Speaking to an audience assembled at the Museum of London this morning, Maclennan said present housing policy in the UK is the worst, most inconsistent and most shambolic since he started looking at the whole area in 1972. There is too much emphasis put on the ‘mindless political objective’ of home ownership growth, he said, while the private rented sector, which is ‘taking the strain’, should be more the focus of policy than it is at present, and more attention should be paid to the causes of problems, rather than their symptoms. We have a system that drives up prices and makes affordability issues worse and housing should be more recognised for the effect it has on the wider economy, with London’s market benefiting the rest of the UK. Maclennan said he was also ‘confused about what the government believes about planning’, with Nick Clegg’s garden city notions, the PM defending the Green Belt and planning minister Nick Boles now making statements about the need to develop on more land.

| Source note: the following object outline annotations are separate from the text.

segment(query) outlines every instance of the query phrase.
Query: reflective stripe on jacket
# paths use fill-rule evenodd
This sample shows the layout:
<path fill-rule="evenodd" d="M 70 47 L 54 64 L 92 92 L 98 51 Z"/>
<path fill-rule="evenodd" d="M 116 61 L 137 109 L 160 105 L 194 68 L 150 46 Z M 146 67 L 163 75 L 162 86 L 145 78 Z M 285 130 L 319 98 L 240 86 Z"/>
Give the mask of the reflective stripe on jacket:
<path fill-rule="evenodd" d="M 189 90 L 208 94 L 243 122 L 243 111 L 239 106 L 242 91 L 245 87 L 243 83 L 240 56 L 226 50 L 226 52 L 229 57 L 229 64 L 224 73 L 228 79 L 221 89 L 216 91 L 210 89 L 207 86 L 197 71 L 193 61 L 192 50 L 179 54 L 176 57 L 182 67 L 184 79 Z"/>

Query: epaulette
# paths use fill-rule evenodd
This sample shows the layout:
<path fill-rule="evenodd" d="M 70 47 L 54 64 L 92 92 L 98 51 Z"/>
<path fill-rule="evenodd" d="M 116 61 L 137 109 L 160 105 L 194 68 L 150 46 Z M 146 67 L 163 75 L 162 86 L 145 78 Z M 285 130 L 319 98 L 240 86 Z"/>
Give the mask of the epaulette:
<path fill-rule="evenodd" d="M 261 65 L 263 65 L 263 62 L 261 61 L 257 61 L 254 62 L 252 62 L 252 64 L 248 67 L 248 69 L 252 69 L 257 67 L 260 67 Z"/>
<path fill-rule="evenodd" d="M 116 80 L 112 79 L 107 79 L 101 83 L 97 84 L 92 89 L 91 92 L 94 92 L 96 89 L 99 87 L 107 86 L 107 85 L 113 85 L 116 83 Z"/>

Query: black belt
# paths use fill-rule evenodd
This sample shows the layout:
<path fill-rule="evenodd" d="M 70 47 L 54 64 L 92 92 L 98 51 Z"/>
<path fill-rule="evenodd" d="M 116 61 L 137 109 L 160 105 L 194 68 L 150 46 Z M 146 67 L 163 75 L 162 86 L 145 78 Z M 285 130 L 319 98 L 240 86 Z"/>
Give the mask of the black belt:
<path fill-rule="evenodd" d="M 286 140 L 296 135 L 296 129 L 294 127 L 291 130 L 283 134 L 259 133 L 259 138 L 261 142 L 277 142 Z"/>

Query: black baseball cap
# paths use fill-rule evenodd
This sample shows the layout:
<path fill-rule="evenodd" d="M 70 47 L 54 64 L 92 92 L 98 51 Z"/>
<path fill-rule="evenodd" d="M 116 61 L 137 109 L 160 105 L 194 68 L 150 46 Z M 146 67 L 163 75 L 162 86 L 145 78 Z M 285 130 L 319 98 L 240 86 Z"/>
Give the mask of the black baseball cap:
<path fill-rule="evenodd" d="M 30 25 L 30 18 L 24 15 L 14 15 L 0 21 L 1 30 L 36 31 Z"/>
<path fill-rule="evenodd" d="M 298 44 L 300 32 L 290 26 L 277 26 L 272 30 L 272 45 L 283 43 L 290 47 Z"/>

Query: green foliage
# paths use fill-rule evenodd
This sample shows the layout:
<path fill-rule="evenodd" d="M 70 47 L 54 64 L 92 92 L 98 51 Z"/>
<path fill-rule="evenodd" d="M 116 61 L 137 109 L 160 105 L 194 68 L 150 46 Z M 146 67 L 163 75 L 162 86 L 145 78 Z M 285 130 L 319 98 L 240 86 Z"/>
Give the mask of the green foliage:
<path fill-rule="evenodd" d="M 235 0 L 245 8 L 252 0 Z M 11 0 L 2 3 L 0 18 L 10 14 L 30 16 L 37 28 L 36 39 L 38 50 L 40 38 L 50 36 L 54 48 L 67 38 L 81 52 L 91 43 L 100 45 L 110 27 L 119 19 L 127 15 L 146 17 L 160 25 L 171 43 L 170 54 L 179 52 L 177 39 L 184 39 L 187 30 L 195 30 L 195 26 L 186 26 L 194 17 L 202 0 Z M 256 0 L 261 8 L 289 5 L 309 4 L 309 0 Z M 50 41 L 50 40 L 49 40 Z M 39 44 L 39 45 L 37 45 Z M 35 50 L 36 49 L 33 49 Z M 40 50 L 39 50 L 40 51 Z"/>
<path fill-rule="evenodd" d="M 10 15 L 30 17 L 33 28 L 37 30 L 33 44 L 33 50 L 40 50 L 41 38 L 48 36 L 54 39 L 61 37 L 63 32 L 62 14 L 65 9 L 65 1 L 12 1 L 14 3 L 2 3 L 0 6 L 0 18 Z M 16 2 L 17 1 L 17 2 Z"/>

‘We need to cut the rhetorical nonsense about planning and get a clearly aligned understanding within the coalition and between No.10 and No.11, for instance,’ said Maclennan. ‘The present confusion continues the previous indecision’.
London needs a coherent approach to infrastructure investment, Maclennan went on, with market stability replacing ownership obsession and the rental sector made a priority. Non-profit roles should be rethought and redefined, and ‘we have too many housing-led things; they should be infrastructure-led things.’ Maclennan added that many of the land development agencies concentrate on Greenfields or big brownfield sites when in fact ‘a lot of what you need to do in London is small infill. ‘I think infill development could make a huge difference in London’, he said.
Another idea hinged on notion of the ageing population, especially with, as Maclennan told the audience, 60-70 per cent of people’s medical costs incurred in the last two or three years of their lives. Maclennan proposed that if, say, two per cent of the over 65s under-occupying their homes could be persuaded to move every year we could make a huge difference to housing supply. ‘We have to give the elderly incentives to get out of under-occupied homes’. It is not just the aged, however - as many as 750,000 households in London are under-occupying their homes. And, as GVA’s Gerry Hughes pointed out, in 1991 London had four per cent more homes than households; today it is estimated that there are seven per cent fewer homes than households. ‘We have a growing housing crisis in London’, said Hughes.
Something, clearly, has to change. Maclennan again: ‘What we have now in terms of ideas, policies and resources simply means misery for more Londoners and attenuated prosperity for all of us.’